EU plans permanent stockpile of essential drugs, medical gear
The stockpile would be funded from a new health budget worth 9.4 billion euros ($10.3 billion) which the EU executive commission proposed
The European Commission said it wanted to set up a permanent reserve of essential drugs and medical equipment to address shortages that have dogged the EU for years and worsened throughout the COVID-19 pandemic.
The stockpile would be funded from a new health budget worth 9.4 billion euros ($10.3 billion) which the EU executive commission proposed.
The reserve would complement a 380-million-euro emergency stockpile created at the onset of the COVID-19 pandemic after many countries in the 27-nation bloc faced acute shortages of face masks, testing kits, ventilators, intensive care drugs and other vital items.
The EU is seeking to stockpile disinfectants, testing and diagnostic reagents, protective gear and essential medicines, according an EU document.

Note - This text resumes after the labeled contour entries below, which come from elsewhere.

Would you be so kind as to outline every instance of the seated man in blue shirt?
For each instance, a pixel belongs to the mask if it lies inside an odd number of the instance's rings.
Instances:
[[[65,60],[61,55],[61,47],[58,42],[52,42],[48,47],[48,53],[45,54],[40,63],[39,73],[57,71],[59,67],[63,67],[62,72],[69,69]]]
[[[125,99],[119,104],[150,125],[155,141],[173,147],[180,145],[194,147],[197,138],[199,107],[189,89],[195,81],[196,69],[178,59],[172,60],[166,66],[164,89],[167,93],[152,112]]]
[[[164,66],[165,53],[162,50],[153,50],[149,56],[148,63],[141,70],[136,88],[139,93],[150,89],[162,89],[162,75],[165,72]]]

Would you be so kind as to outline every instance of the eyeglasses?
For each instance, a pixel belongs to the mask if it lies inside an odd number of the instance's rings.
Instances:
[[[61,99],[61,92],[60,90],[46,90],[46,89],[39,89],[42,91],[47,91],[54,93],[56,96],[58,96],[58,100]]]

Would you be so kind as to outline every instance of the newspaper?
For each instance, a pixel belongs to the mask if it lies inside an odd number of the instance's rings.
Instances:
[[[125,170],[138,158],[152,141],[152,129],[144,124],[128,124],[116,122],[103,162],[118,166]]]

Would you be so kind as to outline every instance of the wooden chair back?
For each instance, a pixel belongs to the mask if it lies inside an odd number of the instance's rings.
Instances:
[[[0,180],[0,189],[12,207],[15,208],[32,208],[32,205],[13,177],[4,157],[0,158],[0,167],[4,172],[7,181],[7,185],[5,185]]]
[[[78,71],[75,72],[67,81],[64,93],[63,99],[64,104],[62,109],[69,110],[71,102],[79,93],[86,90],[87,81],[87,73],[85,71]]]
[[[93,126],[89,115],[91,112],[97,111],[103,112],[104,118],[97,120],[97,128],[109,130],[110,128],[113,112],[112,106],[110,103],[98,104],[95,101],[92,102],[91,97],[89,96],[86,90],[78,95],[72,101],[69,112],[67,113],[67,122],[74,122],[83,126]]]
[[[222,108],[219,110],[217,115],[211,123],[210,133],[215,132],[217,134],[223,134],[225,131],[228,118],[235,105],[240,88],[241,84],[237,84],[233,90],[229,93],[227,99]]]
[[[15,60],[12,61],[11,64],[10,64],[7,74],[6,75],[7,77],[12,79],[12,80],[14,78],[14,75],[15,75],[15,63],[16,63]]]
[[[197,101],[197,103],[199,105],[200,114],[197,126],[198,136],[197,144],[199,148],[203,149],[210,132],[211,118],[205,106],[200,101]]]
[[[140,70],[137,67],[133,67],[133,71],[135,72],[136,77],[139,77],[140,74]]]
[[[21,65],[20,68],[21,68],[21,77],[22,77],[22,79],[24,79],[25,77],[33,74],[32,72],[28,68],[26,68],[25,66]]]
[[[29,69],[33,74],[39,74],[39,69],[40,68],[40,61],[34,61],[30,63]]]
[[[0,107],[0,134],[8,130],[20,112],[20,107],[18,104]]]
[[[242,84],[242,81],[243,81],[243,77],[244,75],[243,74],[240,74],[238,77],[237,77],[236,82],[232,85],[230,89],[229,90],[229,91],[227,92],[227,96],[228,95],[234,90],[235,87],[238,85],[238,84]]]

The extra funding, which needs to be approved by EU governments and lawmakers, would also be used to acquire vaccines, which are often in short supply in the EU and are mostly manufactured outside the bloc.
The Commission said it wanted to offer incentives to pharmaceutical companies to develop and produce vaccines in Europe, and relocate manufacturing capacity of medicines and their chemical ingredients which are now mostly imported from India and China.
EU lawmakers urged subsidies to encourage relocation, but health commissioner Stella Kyriakides declined to comment on the matter.
She said incentives would be addressed in proposals for an EU pharmaceutical strategy due at the end of the year – a timetable that raised some eyebrows in the industry in view of the risks of a second wave of the epidemic in autumn.
In a draft report, the Parliament also urged the creation of one or more “European nonprofit pharmaceutical undertakings” to manufacture priority medicines.
The United States has also been looking to build up the ability to produce drugs and their raw materials at home after the pandemic exposed the industry’s dependence on China and India.